"Traum ist wahr geworden"

Uwe Schwerer

Von Uwe Schwerer

Di, 15. Oktober 2019

Triathlon

WIEISTESEIGENTLICH zum ersten Mal bei der Ironman-WM auf Hawaii zu starten.

LAHR (uws). Deutsche Triathleten lieferten beeindruckende Leistungen bei der Ironman-WM auf Hawaii ab – nicht nur die Profi-Sieger Anne Haug und Jan Frodeno. Dahinter wuchsen auch Dreikämpfer aus der Region über sich hinaus. Der Offenburger Jörg Scheiderbauer überquerte nach 9:04:25 Stunden als Vierter der Altersklasse 40 bis 44 die Ziellinie in Kailua-Kona auf Big Island (siehe Bericht auf dieser Seite). Der 35-jährige Altdorfer Jochen Lehmann von der LG Geroldseck Lahr übertraf als Debütant mit 9:41:36 Stunden (Platz 70 in der AK 35 bis 39) seine eigenen Erwartungen deutlich. Hier beschreibt Lehmann seinen Wettkampf.

" Am Samstagmorgen war es endlich soweit. Um 4.45 Uhr öffnete die Wechselzone. Wie immer: Rad fertig machen, alles nochmal durchgehen und dann ging’s ab zur Aufstellung für den Altersklassen- Massenstart im Schwimmen.

Um 6.55 Uhr heulte die Sirene auf. Die ersten paar 100 Meter noch ziemlich chaotisch mit dem üblichen Gehaue und Gezupfe, dann kam ich in einen recht guten Rhythmus. Bis zum Wendepunkt. Dort fing es dann wieder von vorne an. Auf dem Rückweg hatte ich leichte Orientierungsschwierigkeiten, aber letztendlich kam ich dann nach 1:11:18 Stunden aus dem Wasser. Blick auf die Uhr: Okay. Für mich akzeptabel. Schnell abduschen, raus aus dem Speedsuit und ab zum Rad.
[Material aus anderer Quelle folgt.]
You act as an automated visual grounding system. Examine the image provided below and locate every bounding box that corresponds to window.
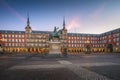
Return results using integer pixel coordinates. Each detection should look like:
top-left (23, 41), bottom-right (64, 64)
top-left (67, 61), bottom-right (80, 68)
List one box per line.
top-left (8, 34), bottom-right (11, 38)
top-left (2, 34), bottom-right (4, 38)
top-left (12, 44), bottom-right (14, 46)
top-left (16, 43), bottom-right (18, 46)
top-left (16, 39), bottom-right (18, 42)
top-left (22, 39), bottom-right (24, 42)
top-left (22, 35), bottom-right (24, 38)
top-left (19, 39), bottom-right (21, 42)
top-left (5, 34), bottom-right (7, 37)
top-left (116, 42), bottom-right (119, 46)
top-left (15, 35), bottom-right (18, 38)
top-left (19, 35), bottom-right (21, 37)
top-left (12, 39), bottom-right (14, 42)
top-left (12, 34), bottom-right (14, 38)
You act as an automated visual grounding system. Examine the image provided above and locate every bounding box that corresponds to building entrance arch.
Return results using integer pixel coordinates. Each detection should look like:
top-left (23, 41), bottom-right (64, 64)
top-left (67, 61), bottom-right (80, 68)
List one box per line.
top-left (107, 44), bottom-right (113, 52)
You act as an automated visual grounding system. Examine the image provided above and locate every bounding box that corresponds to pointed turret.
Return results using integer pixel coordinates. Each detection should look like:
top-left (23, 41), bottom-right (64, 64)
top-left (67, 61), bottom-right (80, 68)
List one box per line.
top-left (25, 14), bottom-right (32, 33)
top-left (63, 17), bottom-right (65, 30)
top-left (27, 14), bottom-right (30, 26)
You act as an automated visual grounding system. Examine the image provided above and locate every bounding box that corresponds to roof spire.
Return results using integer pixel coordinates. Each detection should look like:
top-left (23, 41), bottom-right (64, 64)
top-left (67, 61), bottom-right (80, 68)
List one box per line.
top-left (63, 16), bottom-right (65, 29)
top-left (27, 13), bottom-right (30, 26)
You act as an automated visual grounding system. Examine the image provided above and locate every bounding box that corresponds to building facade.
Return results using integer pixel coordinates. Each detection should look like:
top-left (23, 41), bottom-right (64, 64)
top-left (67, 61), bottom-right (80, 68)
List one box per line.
top-left (0, 18), bottom-right (120, 54)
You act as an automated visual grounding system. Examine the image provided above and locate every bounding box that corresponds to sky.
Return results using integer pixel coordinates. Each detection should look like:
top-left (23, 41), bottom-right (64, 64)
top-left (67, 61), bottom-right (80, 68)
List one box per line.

Nach den ersten Kilometer durch Kona ging es dann die steile Palani Road hoch und links weg auf den Highway Richtung Hawi. Kopf runter und drücken. Nach 60 Kilometern auf und ab hatte ich einen knappen 40er-Schnitt auf dem Tacho stehen. Wow. So kann’s weitergehen, dachte ich mir.

Die plötzliche Leere bei Kilometer 170

Leider hatten wir dann etwas Gegenwind. Auf dem Rückweg Richtung Kona dann wieder Wind von vorne. Bei Kilometer 170 dann auf einmal – leer. Nichts ging mehr. Die letzten zehn Kilometer dann irgendwie durchgedrückt. Aber die Wattzahlen meines Leistungsmessers verrieten nichts Gutes. Endzeit Rad 4:46:40 Stunden.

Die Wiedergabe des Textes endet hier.